Deamination of 5-methylcytosine residues in mammalian cells Текст научной статьи по специальности «Биологические науки»

Deamination of 5-Methylcytosine Residues in Mammalian Cells

E.V. Gromenko1, P.V. Spirin2, E.A. Kubareva3, E.A. Romanova3,

V.S. Prassolov2, O.V. Shpanchenko1, O.A. Dontsova1, 3, *

1 Department of Chemistry, Lomonosov Moscow State University

2 Engelhardt Institute of Molecular Biology, Russian Academy of Sciences

3 Belozersky Institute of Physico-Chemical Biology, Lomonosov Moscow State University *E-mail: olgash@genebee.msu.ru

ABSTRACT DNA demethylation in mammalia occurs after fertilization and during embryogenesis and accompanies cell aging and cancer transformation. With the help of the primer extension reaction, MALDI MS and DNA cleavage by thymine DNA glycosylase deamination of 5-methylcytosine residues has been shown to take place when the model methylated DNA duplexes are treated with nuclear extracts from the cell lines CHO, HeLa, and Skov3. The hypothesis that deamination of 5-methylcytosine is the first stage of demethylation in mammalia has been postulated.

Keywords: deamination of 5-methylcytosine, 5-methylcytosine demethylation, the reaction of primer extension, MALDI MS, thymine DNA glycosylase. Abbreviations: mC — 5-methyl-2’-deoxycytidine, PCR — polymerase chain reaction, PAAG — polyacrylamide gel, TDG — thymine DNA glycosylase, MALDI MS — matrix-assisted laser desorption/ionisation mass spectrometry.

INTRODUCTION

Active DNA demethylation in mammalia is necessary for the proper development of the organism, formation of the immune response, and memory. DNA demethylation accompanies the emergence of various diseases and aging.

Global demethylation is observed in the paternal pronuclei in the embryos of mice [1], rats, pigs, cows, and humans [2], as well as in their germ cells. It provides epigenetic reprogramming and specific gene expression.

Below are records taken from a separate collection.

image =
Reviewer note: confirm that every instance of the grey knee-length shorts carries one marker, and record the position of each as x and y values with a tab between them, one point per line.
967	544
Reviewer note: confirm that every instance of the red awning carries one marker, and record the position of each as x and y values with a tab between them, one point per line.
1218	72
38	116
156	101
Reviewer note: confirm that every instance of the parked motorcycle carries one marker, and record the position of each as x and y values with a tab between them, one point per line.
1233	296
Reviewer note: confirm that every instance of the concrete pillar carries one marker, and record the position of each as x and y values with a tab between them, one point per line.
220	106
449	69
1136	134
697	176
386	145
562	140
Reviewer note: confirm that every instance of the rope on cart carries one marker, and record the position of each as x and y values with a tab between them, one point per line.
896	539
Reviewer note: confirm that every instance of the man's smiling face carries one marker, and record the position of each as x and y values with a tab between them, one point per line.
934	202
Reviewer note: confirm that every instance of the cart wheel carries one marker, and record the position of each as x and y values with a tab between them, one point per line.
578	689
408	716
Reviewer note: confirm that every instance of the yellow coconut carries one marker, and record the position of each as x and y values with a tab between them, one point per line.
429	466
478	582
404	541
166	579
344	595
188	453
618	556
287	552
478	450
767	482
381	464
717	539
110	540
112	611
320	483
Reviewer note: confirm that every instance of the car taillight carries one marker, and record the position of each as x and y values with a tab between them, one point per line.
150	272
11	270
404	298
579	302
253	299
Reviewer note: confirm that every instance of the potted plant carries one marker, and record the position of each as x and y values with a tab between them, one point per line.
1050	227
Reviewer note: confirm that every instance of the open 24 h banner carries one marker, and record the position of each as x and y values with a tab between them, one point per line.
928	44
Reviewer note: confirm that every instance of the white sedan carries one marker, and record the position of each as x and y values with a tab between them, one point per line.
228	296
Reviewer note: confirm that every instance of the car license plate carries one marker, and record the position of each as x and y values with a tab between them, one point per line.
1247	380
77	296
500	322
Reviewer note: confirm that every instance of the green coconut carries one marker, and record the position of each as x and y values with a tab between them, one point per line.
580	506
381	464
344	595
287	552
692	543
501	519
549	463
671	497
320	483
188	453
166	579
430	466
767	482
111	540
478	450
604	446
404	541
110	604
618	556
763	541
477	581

Methylation and demethylation of DNA in the cells of the nervous system has an influence on synaptic plasticity and memory formation. DNA methylation is necessary for the inactivation of the gene pp1 that suppresses memory processes; whereas active DNA demethylation is associated with activation of the gene reelin that promotes the formation of memory in rats [3]. Also, active DNA demethylation is necessary for normal neurogenesis in the embryos of fish Danio rerio. Suppression of the expression of protein Gadd45a (DNA-damage-inducible protein 45 alpha) or other proteins involved in the process of demethylation leads to the death of neurons as a result of hypermethylation and suppression of the genes responsible for neurogenesis [4].

Methylation and demethylation of DNA is an important part of epigenetic control during the immune response [5]. Demethylation of the promoter regions of the genes of cytokines il-2 and ifn-y as a result of CD8 T cells contact with antigens leads to rapid expression of cytokines [6-8].

DNA demethylation accompanies cell aging [9]. A difference in the degree of demethylation in different tissues has been shown in rats. The degree of demethylation is higher in brain tissues than in liver tissues. Age-related decrease in the content of 5-methylcytosine in DNA was also found in such cells as lung and skin fibroblasts: for the latter case, the connection of demethylation to reduced growth potential in culture was shown [10].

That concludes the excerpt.